Города в воздухе.

 

1929 cover of the American science fiction magazine Air Wonder Stories, edited by Hugo Gernsback. Contains Edmond Hamilton's "Cities in the Air." Set in 2069, the story recounts a war between three empires — American, European, and Asiatic — whose inhabitants live in massive floating cities, suspended in the air on circular bases by antigravity generators. In the end, "Brant, with a small commando group invades Berlin, captures the control room, and whirls Berlin around like a yo-yo, bumping into and destroying the other enemy cities." (Science Fiction: The Gernsback Years, p. 162).

 

Georgii Krutikov, Flying City 1928.
(more soon)

 

 

Illustration from the 1910 Leipzig edition of Jonathan Swift, Gulliver's Travels (1726).

 

Buckminster Fuller developed a plan for airborne cities in 1962 which he dubbed “Cloud Nines." These floating urban centers would be enclosed in enormous geodesic constructions called Tensegrity spheres; Fuller calculated that the mass of the sphere would be far less than that of the enclosed air, which when heated only slightly above the temperature of the ambient atmosphere would cause the whole structure to float. “Many thousands of passengers could be housed aboard one-mile-diameter and larger cloud structures. The passengers could come and go from cloud to cloud, or cloud to ground, as the clouds float around the Earth or are anchored to mountaintops” (Fuller, Critical Path, New York: St. Martin’s, 1981, pp. 336-337).

 

 

Illustration by Howard Brown, of the article "10,000 Years Hence" by Hugo Gernsback in the journal Science and Invention, February 1922. Gernsback speculates: "The city the size of New York will float several miles above the surface of the earth, where the air is cleaner and purer and free from disease carrying bacteria. Four gigantic generators will shoot earthward electric rays which by reaction with the earth produce the force to keep the city aloft. By increasing of decreasing the electrical energy the city may be raised or lowered as desired. The city is roofed over by a substance which is transparent, strong and unbreakable. The atmospheric pressure within the city will probably be four or five pounds per square inch instead of 14.7, as it now is. Possibly, therefore, future men will have larger chests than we do. Furthermore, by rising above the clouds we will be freed from rain, snow and thunder showers. We will have in fact perpetual sunlight.
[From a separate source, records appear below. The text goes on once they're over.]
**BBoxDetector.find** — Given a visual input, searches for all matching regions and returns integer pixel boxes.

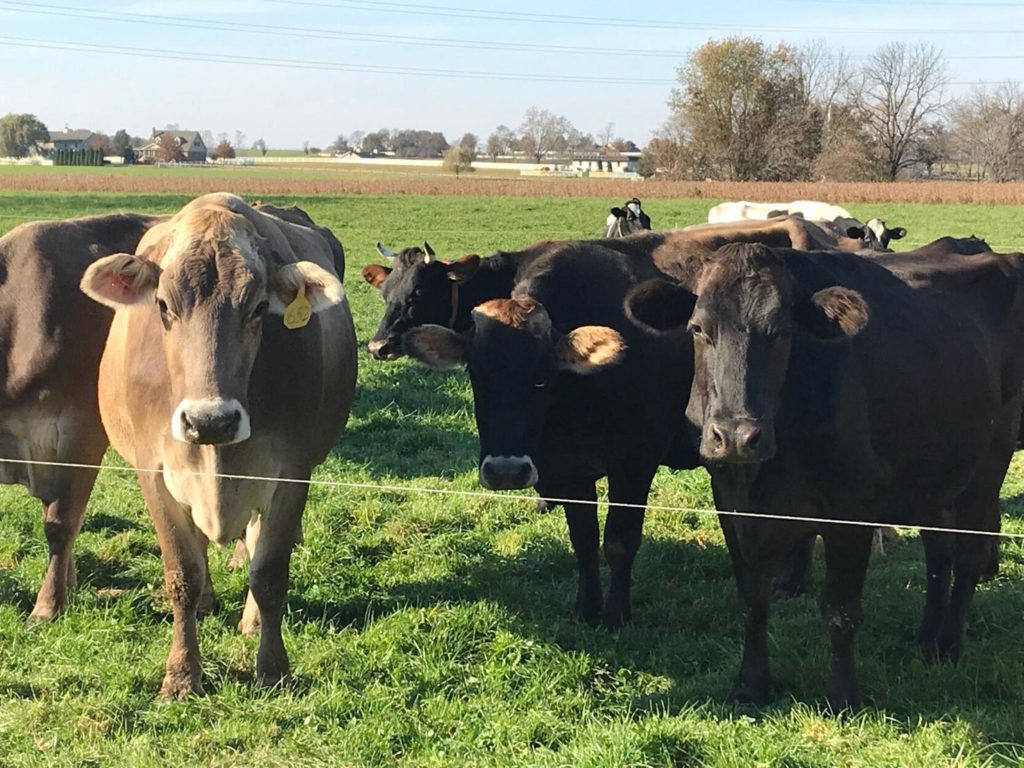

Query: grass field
[0,191,1024,768]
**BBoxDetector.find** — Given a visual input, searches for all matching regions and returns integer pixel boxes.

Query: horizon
[0,0,1024,150]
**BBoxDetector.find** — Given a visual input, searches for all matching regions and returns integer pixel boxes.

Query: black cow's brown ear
[625,280,697,332]
[794,286,870,339]
[401,326,470,371]
[362,264,391,290]
[447,253,480,283]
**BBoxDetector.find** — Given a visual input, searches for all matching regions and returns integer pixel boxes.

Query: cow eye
[686,322,711,344]
[249,301,269,321]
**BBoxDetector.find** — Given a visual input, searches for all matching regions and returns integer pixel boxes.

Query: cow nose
[701,419,775,464]
[367,337,401,360]
[480,456,538,490]
[171,399,250,445]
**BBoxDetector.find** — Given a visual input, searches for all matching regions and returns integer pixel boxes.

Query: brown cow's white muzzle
[171,398,252,445]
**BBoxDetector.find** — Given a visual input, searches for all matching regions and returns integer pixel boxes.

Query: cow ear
[362,264,391,290]
[79,253,162,309]
[626,280,697,332]
[449,253,480,283]
[555,326,626,376]
[794,286,870,339]
[401,326,470,371]
[268,261,345,314]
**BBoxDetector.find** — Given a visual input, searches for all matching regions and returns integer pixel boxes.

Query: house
[40,130,96,154]
[135,128,208,163]
[570,147,643,174]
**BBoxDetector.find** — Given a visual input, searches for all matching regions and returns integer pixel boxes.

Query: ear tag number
[285,285,313,331]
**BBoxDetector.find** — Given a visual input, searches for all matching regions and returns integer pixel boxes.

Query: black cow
[628,245,1024,708]
[402,243,697,627]
[604,198,650,238]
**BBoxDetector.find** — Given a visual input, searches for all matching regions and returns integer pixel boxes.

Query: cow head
[627,244,868,464]
[362,243,480,360]
[403,298,626,490]
[846,219,906,251]
[604,198,650,238]
[81,207,343,445]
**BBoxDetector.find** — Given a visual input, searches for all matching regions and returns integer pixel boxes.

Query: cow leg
[719,515,772,706]
[551,482,602,625]
[821,525,874,712]
[30,466,102,622]
[918,530,953,662]
[773,534,818,597]
[247,474,309,686]
[138,472,208,698]
[603,469,654,629]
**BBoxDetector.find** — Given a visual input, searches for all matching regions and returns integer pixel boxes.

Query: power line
[0,36,676,86]
[259,0,1024,35]
[0,0,1024,60]
[0,36,1016,86]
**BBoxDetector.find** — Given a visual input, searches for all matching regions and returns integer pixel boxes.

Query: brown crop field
[0,168,1024,205]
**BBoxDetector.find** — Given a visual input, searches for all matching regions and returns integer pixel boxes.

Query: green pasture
[0,191,1024,768]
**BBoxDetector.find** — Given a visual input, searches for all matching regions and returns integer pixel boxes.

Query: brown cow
[82,195,356,697]
[0,214,166,621]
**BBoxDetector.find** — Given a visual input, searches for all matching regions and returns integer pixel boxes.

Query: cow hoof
[160,672,205,699]
[29,603,63,624]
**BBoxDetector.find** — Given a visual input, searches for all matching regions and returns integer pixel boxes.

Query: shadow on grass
[280,518,1024,741]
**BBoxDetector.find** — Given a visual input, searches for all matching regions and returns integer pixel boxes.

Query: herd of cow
[0,195,1024,709]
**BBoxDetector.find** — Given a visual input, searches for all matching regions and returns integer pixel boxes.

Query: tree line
[641,37,1024,181]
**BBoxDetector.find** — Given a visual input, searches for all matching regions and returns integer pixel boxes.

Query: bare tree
[950,82,1024,181]
[858,43,949,179]
[519,106,574,163]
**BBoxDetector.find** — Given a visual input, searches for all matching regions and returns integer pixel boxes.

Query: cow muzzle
[367,336,401,360]
[480,456,539,490]
[171,398,252,445]
[700,419,775,464]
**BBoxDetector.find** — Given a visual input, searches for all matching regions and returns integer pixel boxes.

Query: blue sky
[0,0,1024,147]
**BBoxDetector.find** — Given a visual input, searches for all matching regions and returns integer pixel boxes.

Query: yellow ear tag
[285,285,313,331]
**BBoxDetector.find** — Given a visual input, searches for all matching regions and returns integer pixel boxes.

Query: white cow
[708,200,906,250]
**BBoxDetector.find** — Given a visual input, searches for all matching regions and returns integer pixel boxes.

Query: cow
[604,198,650,238]
[0,214,162,621]
[627,245,1024,710]
[708,200,906,251]
[81,194,356,697]
[362,217,865,359]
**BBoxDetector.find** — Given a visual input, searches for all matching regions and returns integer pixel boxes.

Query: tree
[950,82,1024,181]
[657,37,821,181]
[328,133,352,155]
[858,43,949,179]
[443,146,476,176]
[211,138,236,160]
[487,125,515,160]
[157,131,185,163]
[111,128,131,156]
[0,113,50,158]
[519,106,574,163]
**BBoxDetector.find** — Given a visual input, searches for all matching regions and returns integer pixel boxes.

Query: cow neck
[449,256,519,333]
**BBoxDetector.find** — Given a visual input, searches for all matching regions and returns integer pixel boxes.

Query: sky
[0,0,1024,148]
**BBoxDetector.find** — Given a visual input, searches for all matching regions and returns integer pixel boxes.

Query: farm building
[135,129,208,163]
[569,151,643,173]
[41,130,96,154]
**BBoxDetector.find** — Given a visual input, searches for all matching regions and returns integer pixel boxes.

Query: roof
[153,131,202,144]
[50,130,93,141]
The city will derive its energy from the sun, the solar energy being converted into electrical energy."

 

 

Sassetta (Stefano di Giovanni), Saint Francis and the Poor Knight, and Francis's Vision, 1437-44. One of seven panels that come from the back of a large two-sided polyptych, the Borgo San Sepolcro Altarpiece, illustrating the life of St Francis.

 

 

 

Xul Solar, Vuel Villa (watercolor) 1936. Solar (Oscar Agustín Alejandro Schulz Solari) was an Argentine painter, sculptor, writer, and inventor; a visionary utopian; an occultist and astrologer who yet remained catholic; an accomplished musician who was fluent in seven languages, two of which were of his own devising; and a minor character in Borges’s Tlön, Uqbar, Orbis Tertius.
(more soon)

 

Wenzel Hablik, Colony of Air. From the series "Architecture." Sheet 19, (Berlin), 1925, etching / Wolfgang Pehnt: Die Architektur des Expressionismus (Ostfildern: Verlag Gerd Hatje, 1998), p. 140.